Our data not only show that two Sdt isoforms colocalize in the same cell but also that they have antagonistic function upon overexpression. Several cases have been reported, including transcription factors, signaling molecules and receptors, in which different isoforms, synthesized as a result of alternative splicing, have opposite functions. During mouse chondrogenesis, for example, two isoforms of the homeodomain transcription factor Prx1 are expressed. Although Prx1a overexpression decreases apoptosis when expressed in developing cells in culture, Prx1b overexpression increases apoptosis (Peterson ). To our knowledge, Sdt is the first MAGUK family member for which antagonistic functions of two isoforms are shown in vivo. Antagonistic function also has been shown for the MAGUKs PSD-95 and MPP3, members of the DLG and the MPP/p55 subfamily, respectively, which are, however, encoded by two separate genes. Although PSD-95 increased the Ca2+-induced desensitization of the 5-hydroxytryptamine (5-HT)2C receptor in mice cortical neurons in primary cultures and in heterologous cells, MPP3 prevented desensitization. These effects correlated with the observation that interaction of the 5-HT2C receptor with the PDZ domain of PSD-95 facilitated receptor internalization, whereas its interaction with MPP3 stabilized the receptor at the membrane (Gavarini ).

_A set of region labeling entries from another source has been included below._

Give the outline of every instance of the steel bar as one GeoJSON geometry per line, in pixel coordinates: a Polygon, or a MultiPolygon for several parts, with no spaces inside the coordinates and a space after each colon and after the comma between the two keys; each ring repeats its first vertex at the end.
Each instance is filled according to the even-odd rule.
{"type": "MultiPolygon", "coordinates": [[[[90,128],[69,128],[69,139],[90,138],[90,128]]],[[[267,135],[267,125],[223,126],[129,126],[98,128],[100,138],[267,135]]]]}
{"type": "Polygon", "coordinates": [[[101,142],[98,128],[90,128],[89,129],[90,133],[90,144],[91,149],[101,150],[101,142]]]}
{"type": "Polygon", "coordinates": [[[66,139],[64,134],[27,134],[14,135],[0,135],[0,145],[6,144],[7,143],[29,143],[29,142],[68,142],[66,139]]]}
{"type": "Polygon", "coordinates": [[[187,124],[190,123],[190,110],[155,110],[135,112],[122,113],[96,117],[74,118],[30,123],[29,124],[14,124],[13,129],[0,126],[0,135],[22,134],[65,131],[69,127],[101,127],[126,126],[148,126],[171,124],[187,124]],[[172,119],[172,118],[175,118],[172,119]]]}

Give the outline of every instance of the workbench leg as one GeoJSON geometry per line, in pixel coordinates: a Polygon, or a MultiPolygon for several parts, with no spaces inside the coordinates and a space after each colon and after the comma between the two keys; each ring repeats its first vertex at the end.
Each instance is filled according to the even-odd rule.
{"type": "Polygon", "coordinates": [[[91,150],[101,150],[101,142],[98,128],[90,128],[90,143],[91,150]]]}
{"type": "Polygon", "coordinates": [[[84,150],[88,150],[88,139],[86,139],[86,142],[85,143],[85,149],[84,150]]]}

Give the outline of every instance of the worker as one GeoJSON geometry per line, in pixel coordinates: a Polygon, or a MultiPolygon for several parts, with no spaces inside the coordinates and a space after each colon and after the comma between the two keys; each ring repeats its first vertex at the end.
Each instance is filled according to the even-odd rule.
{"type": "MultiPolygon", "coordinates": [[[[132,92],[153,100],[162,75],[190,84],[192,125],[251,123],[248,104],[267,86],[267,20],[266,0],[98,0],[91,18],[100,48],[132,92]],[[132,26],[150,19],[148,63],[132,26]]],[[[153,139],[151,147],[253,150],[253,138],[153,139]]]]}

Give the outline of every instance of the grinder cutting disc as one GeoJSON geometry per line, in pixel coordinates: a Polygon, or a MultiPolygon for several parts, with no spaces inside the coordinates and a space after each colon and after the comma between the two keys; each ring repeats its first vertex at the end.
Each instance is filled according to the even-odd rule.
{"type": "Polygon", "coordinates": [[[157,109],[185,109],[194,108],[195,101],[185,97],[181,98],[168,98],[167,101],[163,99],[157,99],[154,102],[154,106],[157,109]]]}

In summary, our results are the first to suggest that a tight stoichiometry between two protein isoforms can be essential to regulate cell shape, such as the length of the stalk membrane, and homeostasis. Future studies are required to determine whether this regulation occurs at the transcriptional or posttranscriptional level. Given the observation that MAGUKs play key roles in assembling multimolecular signaling complexes (Dimitratos ), it is tempting to speculate that the two Crb–Sdt complexes may be engaged in different signaling events. This has been recently shown for the T cell receptor, which can recruit either of two MAGUKs, Dlgh1 or Carma1, into a signaling complex, thereby activating two different mitogen-activated protein kinases, p38 or c-Jun NH2-terminal kinase, respectively (Blonska ; Round ). PRCs of Drosophila are ideally suited to further dissect the signaling events downstream of the Crb–Sdt complex.